The Department of Veterans Affairs, for example, says on its website that “there is not enough research to know if dogs help treat PTSD and symptoms.” However, the PAWS Act, signed into law in 2021, requires the VA to conduct a five-year pilot program to test out supporting service dogs for eligible veterans with PTSD.

So far, O’Haire said, research based on participants from K9s for Warriors is showing that veterans with service dogs are struggling significantly less.  

“They have clinically lower levels of PTSD symptoms — about 25% less. They have 30% lower depression and 10% lower anxiety,” she said. “If we look at quality of life, they report having three times higher overall psychological well-being. And for those who are employed, there’s five times less absenteeism from work due to health.”

But getting a service dog for veterans with PTSD is still a challenge.

“The waitlist for service dogs on average tends to be two years. That was the average before Covid. Right now, we know the average has gone up to five years from the day they apply,” O'Haire said. “This is is one of the reasons that we try to bring science and research to the table, because funders supporting organizations are looking for data.”

A Labrador who's 'very in tune'

Alejandra Figueroa, 42, is a Mexican American veteran who enlisted in the Army one day before her 23rd birthday in 2003. 

She was deployed three times: first to Guantanamo Bay and then twice to Afghanistan. During her nine years of service, Figueroa performed many duties including customs and border patrol, corrections and detainee transfers, and perimeter control. 

Figueroa now works for the Department of Military and Veterans Affairs in Los Angeles County. But she said when she left the Army in 2012, her life was in a very different place. Figueroa didn’t know much about PTSD, and she tried to live without treatment.

Army veteran Alejandra and her Service Dog Hardee.
Army veteran Alejandra Figueroa and her service dog, Hardee.K9s For Warriors

“My mom was actually the very first person to tell me that I probably had PTSD. And then it was confirmed by a job that I applied for and didn’t get,” she explained. “They said the main reason I did not get the job was because of PTSD. And in 2019, that’s when I actually began to get treatment at the VA. My psychiatrist later recommended that I look into a service dog.”  

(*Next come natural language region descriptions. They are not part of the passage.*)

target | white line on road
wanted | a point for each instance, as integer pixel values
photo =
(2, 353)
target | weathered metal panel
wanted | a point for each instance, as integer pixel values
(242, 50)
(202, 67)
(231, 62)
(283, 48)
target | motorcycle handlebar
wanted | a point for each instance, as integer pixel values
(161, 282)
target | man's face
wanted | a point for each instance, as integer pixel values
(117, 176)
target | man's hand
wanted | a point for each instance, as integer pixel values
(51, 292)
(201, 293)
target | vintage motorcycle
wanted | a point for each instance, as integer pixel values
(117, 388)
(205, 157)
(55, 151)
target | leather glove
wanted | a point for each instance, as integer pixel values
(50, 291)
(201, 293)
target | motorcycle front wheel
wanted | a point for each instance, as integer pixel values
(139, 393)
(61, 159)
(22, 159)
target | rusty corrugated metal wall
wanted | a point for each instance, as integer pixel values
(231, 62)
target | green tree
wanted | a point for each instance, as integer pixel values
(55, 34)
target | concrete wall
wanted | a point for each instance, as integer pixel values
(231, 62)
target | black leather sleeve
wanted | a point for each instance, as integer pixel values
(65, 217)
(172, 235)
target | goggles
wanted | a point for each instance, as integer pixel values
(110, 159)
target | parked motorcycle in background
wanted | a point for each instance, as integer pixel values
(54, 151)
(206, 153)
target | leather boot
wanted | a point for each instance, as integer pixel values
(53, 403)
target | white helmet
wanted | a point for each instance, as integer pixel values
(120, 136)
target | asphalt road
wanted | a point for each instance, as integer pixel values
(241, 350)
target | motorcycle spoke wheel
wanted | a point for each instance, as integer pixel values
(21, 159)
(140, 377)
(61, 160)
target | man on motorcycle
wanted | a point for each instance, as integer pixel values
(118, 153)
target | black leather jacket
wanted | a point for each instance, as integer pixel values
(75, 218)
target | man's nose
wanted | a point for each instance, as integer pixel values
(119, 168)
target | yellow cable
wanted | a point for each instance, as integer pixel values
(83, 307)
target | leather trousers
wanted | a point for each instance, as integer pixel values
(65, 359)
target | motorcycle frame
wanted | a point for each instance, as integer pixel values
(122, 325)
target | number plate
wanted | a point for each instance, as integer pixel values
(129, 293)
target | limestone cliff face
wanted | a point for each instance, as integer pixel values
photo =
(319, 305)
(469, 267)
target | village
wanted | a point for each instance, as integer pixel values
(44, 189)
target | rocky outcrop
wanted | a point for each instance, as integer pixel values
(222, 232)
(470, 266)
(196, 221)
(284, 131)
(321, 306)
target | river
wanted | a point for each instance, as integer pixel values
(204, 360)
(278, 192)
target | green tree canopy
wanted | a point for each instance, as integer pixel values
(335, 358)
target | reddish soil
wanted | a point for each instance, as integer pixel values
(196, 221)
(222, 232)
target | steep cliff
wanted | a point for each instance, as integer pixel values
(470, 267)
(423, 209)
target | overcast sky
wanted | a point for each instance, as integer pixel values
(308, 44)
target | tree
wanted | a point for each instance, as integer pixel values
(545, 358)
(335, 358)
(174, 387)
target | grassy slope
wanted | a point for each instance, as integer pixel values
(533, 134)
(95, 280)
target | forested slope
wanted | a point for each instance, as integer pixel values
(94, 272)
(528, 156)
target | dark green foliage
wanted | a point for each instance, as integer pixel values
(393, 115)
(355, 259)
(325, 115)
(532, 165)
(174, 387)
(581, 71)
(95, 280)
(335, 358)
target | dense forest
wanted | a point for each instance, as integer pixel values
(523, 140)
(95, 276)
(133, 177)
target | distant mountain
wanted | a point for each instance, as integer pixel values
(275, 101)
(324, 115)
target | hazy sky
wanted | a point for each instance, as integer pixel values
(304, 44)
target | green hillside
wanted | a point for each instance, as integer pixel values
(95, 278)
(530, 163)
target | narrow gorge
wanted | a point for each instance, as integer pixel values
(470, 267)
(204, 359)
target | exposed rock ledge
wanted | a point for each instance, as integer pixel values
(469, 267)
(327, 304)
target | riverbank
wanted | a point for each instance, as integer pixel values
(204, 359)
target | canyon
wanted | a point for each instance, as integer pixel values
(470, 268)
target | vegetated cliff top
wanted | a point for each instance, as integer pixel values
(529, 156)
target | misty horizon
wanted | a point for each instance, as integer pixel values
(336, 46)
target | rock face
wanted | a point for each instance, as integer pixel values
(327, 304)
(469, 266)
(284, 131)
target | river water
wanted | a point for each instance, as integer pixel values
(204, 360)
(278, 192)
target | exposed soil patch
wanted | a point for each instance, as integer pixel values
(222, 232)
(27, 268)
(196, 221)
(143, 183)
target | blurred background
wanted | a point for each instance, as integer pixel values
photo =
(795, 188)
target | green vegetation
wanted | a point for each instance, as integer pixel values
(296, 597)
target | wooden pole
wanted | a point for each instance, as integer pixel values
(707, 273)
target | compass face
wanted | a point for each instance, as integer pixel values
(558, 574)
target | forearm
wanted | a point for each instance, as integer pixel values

K9s for Warriors partnered Figueroa with Hardee, a black Labrador mix, in June. She said Hardee makes her become more aware.

“He’s very in tune with everything around me. And he’s also very good at making me understand myself,” she said, referring to Hardee. “Sometimes I don’t get what he’s doing, but then I realize he is making me feel a certain way and that’s why he’s doing it.” 

Cricco, K9s for Warriors' CEO, said the organization wants to empower veterans to live with “dignity and independence.”

For Figueroa, who has a lower-back injury that can sometimes make walking difficult, her service dog not only helps her get back on her feet physically, but also elevates her mentally to achieve that independence.

"Hardee is like a life companion. But I don’t want to sound like I live in a cell," she said. "I wanted to get a service dog more for independence, so that I could go out and handle things on my own without having to continuously place a burden on others."